Ausgangspunkt jeder Maske ist die Linde. Ihr Holz ist relativ weich und kurzfaserig – und eignet sich deswegen besonders gut zum Schnitzen. Die mauersteingrossen Rohlinge kaufen Zimmermanns gleich im Kubikmeter. Als erstes wird nun die Nase in den Quader gesägt. Einmal gerade runter, einmal schräg. Den Rest, also Stirn und Kinn, klöppelt man weg – mit wuchtigen Schlägen auf ein relativ breites Flacheisen. «Das ist ganz schön anstrengend», sagt Markus Zimmermann. Keine Wunder beklagen auch Teilnehmer seines Schnitzkurses, den er im Auftrag der Gallizunft jedes Jahr ehrenamtlich anbietet, danach häufig Muskelkater.
Ein ähnlicher Kurs hatte ihn und seinen Sohn einst ebenfalls ans Schnitzen herangeführt. Dass sie einen solchen überhaupt erst besuchten, war wiederum ihrer Begeisterung für die Fasnacht geschuldet. Seit jeher mischt Zimmermann senior nach Kräften am bunten Narrentreiben mit. 15 Jahre ist er bereits Mitglied der Gallizunft und während eines knappen Jahrzehnts war er verantwortlich für den Krienser Umzug. Auf seinen fasnächtlichen Streifzügen stets mit dabei: eine Kriensermaske. Denn ein «Stück Holz im Gesicht», das ist für den gebürtigen Obernauer eine «Ehrensache».

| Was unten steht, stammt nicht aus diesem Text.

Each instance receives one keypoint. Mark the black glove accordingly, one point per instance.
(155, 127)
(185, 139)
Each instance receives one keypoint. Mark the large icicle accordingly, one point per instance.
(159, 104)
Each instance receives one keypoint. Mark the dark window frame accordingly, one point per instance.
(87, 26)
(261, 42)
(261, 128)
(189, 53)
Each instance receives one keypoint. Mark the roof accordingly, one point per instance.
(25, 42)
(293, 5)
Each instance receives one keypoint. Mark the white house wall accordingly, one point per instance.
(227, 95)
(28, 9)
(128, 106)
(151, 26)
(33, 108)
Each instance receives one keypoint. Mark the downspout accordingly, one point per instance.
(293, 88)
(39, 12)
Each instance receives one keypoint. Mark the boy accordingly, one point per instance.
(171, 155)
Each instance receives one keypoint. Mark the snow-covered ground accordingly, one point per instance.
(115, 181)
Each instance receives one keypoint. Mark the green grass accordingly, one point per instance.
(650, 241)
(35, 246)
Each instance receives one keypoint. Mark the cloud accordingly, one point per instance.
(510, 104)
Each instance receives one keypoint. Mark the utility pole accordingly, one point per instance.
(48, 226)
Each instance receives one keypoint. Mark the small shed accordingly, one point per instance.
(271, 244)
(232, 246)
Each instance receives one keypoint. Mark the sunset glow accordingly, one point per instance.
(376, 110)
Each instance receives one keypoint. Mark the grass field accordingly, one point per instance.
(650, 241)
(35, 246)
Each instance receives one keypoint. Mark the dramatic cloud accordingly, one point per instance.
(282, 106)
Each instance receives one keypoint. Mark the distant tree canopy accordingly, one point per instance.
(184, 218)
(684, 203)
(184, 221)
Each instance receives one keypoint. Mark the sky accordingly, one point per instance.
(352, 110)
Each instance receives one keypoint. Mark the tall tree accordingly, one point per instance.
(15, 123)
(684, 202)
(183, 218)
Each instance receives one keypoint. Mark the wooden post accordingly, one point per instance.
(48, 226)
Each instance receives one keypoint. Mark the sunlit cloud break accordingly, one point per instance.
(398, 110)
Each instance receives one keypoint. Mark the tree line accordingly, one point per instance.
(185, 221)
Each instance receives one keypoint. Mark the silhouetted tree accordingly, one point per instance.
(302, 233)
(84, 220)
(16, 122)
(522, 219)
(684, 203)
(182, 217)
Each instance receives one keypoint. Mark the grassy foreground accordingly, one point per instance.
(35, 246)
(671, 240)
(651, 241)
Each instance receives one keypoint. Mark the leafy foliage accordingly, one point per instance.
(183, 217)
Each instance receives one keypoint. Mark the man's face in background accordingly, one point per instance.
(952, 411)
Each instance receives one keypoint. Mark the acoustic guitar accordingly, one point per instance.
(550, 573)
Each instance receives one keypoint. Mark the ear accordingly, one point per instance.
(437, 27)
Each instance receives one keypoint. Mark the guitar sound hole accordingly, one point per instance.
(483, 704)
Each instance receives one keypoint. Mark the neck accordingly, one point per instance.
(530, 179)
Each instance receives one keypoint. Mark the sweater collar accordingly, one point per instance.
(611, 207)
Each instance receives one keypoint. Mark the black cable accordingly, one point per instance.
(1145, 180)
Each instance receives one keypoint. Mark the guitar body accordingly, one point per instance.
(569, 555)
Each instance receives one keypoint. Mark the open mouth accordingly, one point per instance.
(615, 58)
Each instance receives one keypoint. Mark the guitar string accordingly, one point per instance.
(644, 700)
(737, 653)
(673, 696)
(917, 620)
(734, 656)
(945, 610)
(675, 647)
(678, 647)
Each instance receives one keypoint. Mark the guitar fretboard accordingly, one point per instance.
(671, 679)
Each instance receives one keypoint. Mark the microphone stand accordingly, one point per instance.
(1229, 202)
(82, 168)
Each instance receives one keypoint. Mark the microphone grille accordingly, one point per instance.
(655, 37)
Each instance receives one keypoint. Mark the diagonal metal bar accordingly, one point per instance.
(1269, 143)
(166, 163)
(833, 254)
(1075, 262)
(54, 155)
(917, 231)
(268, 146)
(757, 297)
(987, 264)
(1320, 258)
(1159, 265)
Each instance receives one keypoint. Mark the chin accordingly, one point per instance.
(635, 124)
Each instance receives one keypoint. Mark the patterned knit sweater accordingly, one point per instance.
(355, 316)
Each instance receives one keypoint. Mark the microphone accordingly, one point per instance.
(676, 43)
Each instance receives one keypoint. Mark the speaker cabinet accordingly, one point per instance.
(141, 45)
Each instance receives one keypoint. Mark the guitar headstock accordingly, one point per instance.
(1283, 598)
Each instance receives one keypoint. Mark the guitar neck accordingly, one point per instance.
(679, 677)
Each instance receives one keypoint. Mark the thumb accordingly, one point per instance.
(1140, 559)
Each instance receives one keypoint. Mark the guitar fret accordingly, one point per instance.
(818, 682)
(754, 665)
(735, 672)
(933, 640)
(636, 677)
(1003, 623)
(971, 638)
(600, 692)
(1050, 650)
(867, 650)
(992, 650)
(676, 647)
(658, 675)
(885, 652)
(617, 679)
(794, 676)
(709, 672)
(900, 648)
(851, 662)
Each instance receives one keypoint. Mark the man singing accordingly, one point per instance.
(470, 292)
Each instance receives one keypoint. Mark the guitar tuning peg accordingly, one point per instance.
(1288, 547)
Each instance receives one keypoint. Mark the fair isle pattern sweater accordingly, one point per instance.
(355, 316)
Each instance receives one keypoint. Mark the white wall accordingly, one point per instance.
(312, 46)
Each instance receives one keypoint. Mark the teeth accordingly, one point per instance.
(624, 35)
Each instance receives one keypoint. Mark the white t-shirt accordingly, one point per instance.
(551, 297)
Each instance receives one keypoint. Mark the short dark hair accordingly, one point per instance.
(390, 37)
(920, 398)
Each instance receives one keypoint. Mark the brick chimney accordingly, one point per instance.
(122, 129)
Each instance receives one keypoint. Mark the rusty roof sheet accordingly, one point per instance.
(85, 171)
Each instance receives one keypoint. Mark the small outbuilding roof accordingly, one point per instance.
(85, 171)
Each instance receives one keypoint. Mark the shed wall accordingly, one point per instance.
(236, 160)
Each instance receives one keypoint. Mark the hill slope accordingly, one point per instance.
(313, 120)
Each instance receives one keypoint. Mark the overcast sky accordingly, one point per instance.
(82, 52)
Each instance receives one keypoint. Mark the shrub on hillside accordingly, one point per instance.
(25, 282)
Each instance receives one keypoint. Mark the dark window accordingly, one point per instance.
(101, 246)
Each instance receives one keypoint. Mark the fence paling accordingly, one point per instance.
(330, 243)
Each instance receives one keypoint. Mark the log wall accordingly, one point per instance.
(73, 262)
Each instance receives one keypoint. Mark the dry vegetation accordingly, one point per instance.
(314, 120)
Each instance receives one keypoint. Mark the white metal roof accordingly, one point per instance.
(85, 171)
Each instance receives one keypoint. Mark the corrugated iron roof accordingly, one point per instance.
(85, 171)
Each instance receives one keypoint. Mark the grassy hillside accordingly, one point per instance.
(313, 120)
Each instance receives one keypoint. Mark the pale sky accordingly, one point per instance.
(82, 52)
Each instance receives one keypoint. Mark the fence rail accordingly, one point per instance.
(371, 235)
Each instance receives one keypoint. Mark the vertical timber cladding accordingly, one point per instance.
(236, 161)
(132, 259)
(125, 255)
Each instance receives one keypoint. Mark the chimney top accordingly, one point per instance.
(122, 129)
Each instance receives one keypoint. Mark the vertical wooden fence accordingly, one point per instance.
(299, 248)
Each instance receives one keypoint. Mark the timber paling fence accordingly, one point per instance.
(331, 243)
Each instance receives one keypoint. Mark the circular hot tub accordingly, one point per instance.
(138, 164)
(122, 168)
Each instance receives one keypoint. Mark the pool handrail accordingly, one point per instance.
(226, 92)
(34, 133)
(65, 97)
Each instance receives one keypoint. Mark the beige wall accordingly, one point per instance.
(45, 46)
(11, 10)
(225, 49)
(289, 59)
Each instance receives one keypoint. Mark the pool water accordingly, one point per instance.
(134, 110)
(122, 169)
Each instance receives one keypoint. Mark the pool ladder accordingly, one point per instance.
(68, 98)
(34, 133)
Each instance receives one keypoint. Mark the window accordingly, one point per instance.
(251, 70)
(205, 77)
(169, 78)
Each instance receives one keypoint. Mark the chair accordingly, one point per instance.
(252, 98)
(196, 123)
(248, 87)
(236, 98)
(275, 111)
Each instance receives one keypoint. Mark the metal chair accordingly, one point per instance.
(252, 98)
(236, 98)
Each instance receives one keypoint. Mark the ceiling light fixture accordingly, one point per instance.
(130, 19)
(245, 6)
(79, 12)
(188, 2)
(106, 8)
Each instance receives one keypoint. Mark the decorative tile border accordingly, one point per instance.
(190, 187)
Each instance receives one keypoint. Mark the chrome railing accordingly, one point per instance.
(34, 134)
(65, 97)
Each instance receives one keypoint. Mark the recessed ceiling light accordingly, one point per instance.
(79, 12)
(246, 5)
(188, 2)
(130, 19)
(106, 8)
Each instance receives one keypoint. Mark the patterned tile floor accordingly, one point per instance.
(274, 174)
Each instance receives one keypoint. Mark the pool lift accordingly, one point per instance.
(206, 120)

Entsprechend stolz seien sie gewesen, als sie sich nach etwa zehn Arbeitsstunden die erste selbstgemachte Maske umbinden konnten, erinnert sich Markus. Diese Genugtuung war denn auch der Startschuss für unzählige weitere Eigenbau-Masken. Auf rund 30 Stück ist inzwischen die Zimmermannsche Sammlung angewachsen, von der auch viele andere Fasnächtler profitieren. Denn Masken sollen getragen werden, findet Markus Zimmermann. Werden damit bloss Wände dekoriert, dann schmerzt das den eingefleischten Fasnächtler.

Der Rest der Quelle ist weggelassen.